ArtScience Museum at Marina Bay Sands opens Planet or Plastic?, an exhibition by National Geographic which tells the story of plastic, from its invention to the environmental impact brought about by its mass consumption.
Featuring 70 profound images displayed in six thematic sections, the exhibition – which runs till 28 March 2021 – highlights the fragility of the natural environment, and how it is being impacted by plastic pollution. The show aims to raise awareness of society’s dependence on plastic by visually depicting the global plastic waste crisis and highlighting the people who are working on solutions. The exhibition has a special focus on the devastating effect of plastic waste on the world’s oceans. It has been predicted that plastic in oceans could outweigh marine life by 2050.
“Plastic pollution is one of the most important global environmental challenges of our generation. But it is an issue that we can all do something about. This exhibition informs us about how we got here, the scope of the problem, and how we can each be a part of the solution. National Geographic has made a commitment to reducing our reliance on single use plastics and our hope is that after seeing this exhibition, visitors will join us in that commitment,” said Kathryn Keane, Vice President of Public Programming at the National Geographic Society.
“ArtScience Museum has a deep commitment to sustainability and raising awareness of environmental issues. Planet or Plastic? is the latest of a series of exhibitions and education projects we have presented over the last decade which show the importance of collective action to create a better world. We believe that if we work together with our visitors, we can take practical actions in our everyday lives that can make a real difference. That is why the programmes and educational activities for Planet or Plastic? focus on encouraging our
visitors to get involved. We hope that our programme of on-site screenings, online performances and workshops as well as virtual conferences will inspire visitors of all ages to choose the planet over plastic,” said Honor Harger, Executive Director of ArtScience Museum, Marina Bay Sands.
Planet or Plastic? makes the important case for the need to find a balance between using this material and protecting our environment. It provides actionable steps visitors can take in their lives to responsibly reduce, reuse, recycle, and refuse products with single-use plastic. At the culmination of the exhibition, visitors are encouraged to make a pledge to reduce their own consumption of single-use plastic.
Within the galleries, ArtScience Museum has created an educational Interactive Space designed for visitors of all ages. The educational gallery encourages visitors to reflect on their consumption of plastic, including a special focus on how Covid-19 has increased our consumption of single-use plastic, creating new environmental challenges. Interactive Space at Planet or Plastic?
The Interactive Space also responds to the challenges of Covid-19 by introducing a new method of interaction. Visitors activate the interactive stations within the gallery using their feet, rather than their hands. “Our Interactive Space pioneers ArtScience Museum’s new ‘feet-first’ approach to tactile interaction within the gallery, offering visitors a new way of interacting with exhibits, without using their hands. Due to Covid-19, visitors have become more conscious of hands-on touching in public spaces, so we are experimenting with an alternative way of enabling engagement with our interactive displays,” added Harger.

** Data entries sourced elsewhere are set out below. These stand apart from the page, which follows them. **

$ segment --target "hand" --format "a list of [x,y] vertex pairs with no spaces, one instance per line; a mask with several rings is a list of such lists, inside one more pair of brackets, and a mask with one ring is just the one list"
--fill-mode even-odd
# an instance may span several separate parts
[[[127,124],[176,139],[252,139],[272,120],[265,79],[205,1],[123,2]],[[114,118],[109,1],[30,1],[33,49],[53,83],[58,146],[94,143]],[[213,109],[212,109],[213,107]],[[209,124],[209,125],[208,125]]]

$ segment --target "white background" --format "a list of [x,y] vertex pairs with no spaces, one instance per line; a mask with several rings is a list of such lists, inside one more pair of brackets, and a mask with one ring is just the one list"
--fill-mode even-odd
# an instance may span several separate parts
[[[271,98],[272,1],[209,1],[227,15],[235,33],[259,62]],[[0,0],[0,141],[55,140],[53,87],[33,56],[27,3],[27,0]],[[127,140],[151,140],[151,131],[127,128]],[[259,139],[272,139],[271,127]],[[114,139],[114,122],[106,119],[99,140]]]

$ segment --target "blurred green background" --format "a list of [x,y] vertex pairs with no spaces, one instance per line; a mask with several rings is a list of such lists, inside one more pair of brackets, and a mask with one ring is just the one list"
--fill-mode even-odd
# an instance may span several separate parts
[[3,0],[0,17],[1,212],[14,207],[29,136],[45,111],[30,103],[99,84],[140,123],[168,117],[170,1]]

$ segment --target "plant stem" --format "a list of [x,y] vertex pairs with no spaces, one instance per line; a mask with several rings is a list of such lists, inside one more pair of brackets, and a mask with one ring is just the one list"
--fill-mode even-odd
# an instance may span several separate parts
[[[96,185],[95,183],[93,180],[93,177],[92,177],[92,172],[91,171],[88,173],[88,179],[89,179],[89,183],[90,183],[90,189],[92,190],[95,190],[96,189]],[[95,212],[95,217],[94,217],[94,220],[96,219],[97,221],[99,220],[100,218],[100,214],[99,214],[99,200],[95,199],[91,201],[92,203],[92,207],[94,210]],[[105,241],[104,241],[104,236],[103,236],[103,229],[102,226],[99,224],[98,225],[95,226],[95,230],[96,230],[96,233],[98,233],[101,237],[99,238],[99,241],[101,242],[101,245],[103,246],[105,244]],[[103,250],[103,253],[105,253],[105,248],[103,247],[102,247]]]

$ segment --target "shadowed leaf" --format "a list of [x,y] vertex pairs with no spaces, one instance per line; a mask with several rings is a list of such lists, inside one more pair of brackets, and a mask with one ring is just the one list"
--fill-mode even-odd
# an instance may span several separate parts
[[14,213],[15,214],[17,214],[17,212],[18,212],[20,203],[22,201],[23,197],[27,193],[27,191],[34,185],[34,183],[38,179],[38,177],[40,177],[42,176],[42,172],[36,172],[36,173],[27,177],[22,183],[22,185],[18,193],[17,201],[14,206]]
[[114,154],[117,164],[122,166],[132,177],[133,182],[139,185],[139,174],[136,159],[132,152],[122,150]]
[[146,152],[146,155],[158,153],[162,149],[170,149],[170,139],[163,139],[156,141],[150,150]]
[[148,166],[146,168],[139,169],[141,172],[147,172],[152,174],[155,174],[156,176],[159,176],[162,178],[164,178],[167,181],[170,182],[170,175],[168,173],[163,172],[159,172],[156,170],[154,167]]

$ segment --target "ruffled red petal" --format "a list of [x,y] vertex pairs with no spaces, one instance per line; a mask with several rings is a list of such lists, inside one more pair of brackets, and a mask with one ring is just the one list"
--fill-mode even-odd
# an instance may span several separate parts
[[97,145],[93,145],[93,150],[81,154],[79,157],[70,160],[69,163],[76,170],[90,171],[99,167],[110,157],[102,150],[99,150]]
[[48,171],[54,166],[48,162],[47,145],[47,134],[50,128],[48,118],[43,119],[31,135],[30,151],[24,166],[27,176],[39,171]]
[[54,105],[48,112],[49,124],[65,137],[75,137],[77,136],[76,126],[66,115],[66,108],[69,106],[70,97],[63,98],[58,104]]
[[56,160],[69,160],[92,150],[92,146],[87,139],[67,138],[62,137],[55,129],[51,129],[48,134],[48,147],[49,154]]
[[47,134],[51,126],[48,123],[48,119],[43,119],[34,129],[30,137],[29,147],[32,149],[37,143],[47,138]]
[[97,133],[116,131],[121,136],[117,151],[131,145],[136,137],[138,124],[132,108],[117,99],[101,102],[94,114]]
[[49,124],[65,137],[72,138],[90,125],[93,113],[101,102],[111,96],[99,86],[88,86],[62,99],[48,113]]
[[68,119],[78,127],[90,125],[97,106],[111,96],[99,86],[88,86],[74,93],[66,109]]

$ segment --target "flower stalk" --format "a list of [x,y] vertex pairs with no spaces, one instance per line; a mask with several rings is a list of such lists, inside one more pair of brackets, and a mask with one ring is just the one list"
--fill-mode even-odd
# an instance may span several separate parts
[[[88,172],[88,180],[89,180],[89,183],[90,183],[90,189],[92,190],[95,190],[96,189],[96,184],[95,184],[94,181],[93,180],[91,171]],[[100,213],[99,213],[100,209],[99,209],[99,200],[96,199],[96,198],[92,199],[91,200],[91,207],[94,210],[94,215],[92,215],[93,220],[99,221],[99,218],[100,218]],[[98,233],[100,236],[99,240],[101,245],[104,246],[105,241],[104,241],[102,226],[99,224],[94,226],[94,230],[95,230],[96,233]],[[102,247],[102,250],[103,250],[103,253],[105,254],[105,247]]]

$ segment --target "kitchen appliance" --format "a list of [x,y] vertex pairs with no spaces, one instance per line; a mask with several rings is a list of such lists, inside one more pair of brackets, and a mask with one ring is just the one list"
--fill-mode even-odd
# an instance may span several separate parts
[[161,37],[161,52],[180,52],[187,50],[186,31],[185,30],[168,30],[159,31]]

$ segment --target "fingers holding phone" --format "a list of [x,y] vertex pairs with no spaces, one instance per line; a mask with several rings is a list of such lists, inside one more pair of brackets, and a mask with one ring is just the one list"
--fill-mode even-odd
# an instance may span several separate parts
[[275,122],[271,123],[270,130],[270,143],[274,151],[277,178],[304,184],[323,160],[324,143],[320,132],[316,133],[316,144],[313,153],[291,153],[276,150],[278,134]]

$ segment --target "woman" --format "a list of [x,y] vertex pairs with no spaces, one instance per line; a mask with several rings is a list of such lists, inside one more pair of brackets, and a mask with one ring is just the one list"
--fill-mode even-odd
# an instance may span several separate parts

Complementing the powerful message presented in the Planet or Plastic? exhibition is a series of programmes that is specially developed by ArtScience Museum. While borders remain closed, Malaysians can still tune in a series of online programmes that are available from 17 September.
You’re Safe Til 2024: Deep History on 17 September is an online performance which explores massive environmental changes taking place around the world. The online conference, Climate Conversations on 6 October, illustrates how communities can work together to create a positive impact on the environment, inviting climate scientists and local ecologists to share stories from the frontlines of conservation.
The public can look forward to additional family activities and workshops which will be announced throughout the run of the exhibition.